What were the amendments?

Senator Roberts explained that:

In proposing this bill, the government says the bill aims to secure jobs. My amendments on sheet 1768 go to the heart of ensuring job security and protecting workers' rights. To ensure job security, my amendments on sheet 1768 ensure that unjustified vaccine discrimination is stamped out in employment.

The original bill inserts breastfeeding, intersex status and gender identity as attributes that the Fair Work Act protects from discrimination. These amendments copy that approach and simply add COVID-19 vaccination as an attribute protected from discrimination. The protection is still subject to the limits imposed on the other discrimination grounds in the Fair Work Act. An employer, for example, will not be in breach of the antidiscrimination grounds where the employer can prove, as they should have to, that it is a genuine and reasonable requirement of the position. These amendments are reasonable. In their approach, they are not radical because they use and simply extend the existing mechanisms in the Fair Work Act.

Amendment text

(1) Schedule 1, item 426, page 116 (before line 10), before the definition of gender identity, insert:

COVID-19 vaccination status means the status of a person relating to whether, and to what extent, the person has been vaccinated against the coronavirus known as COVID-19 (including any subsequent variants of that virus).

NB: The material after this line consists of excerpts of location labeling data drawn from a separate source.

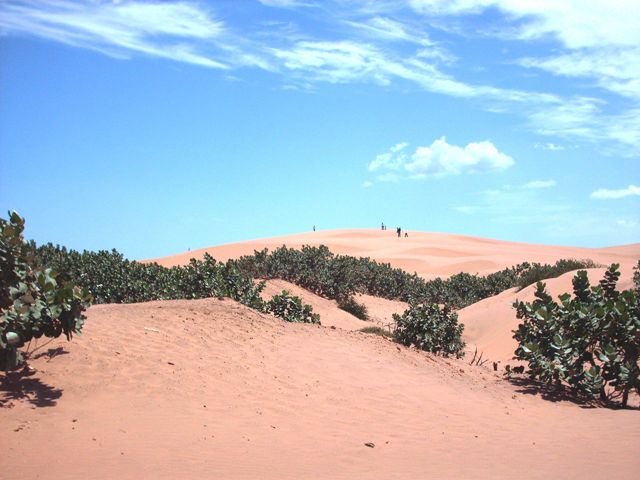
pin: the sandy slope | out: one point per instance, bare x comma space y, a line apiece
380, 310
428, 254
210, 389
490, 322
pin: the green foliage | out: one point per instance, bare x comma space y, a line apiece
430, 328
590, 342
338, 277
291, 309
32, 302
536, 272
113, 279
356, 309
377, 331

(2) Schedule 1, item 427, page 116 (line 17), after "intersex status,", insert "COVID-19 vaccination status,".

(3) Schedule 1, item 429, page 117 (line 3), after "intersex status,", insert "COVID-19 vaccination status,".

(4) Schedule 1, item 432, page 118 (line 3), after "intersex status,", insert "COVID-19 vaccination status,".

(5) Schedule 1, page 118 (after line 3), after item 432, insert:

432A Paragraph 351(2)(a)

Before "not unlawful", insert "for action taken other than because of a person's COVID-19 vaccination status—".

(6) Schedule 1, item 433, page 118 (line 6), after "intersex status,", insert "COVID-19 vaccination status,".

(7) Schedule 1, item 436, page 118 (line 23), after "intersex status,", insert "COVID-19 vaccination status,".

(8) Schedule 1, item 437, page 119 (line 23), omit "or intersex status,", substitute ", intersex status or COVID-19 vaccination status".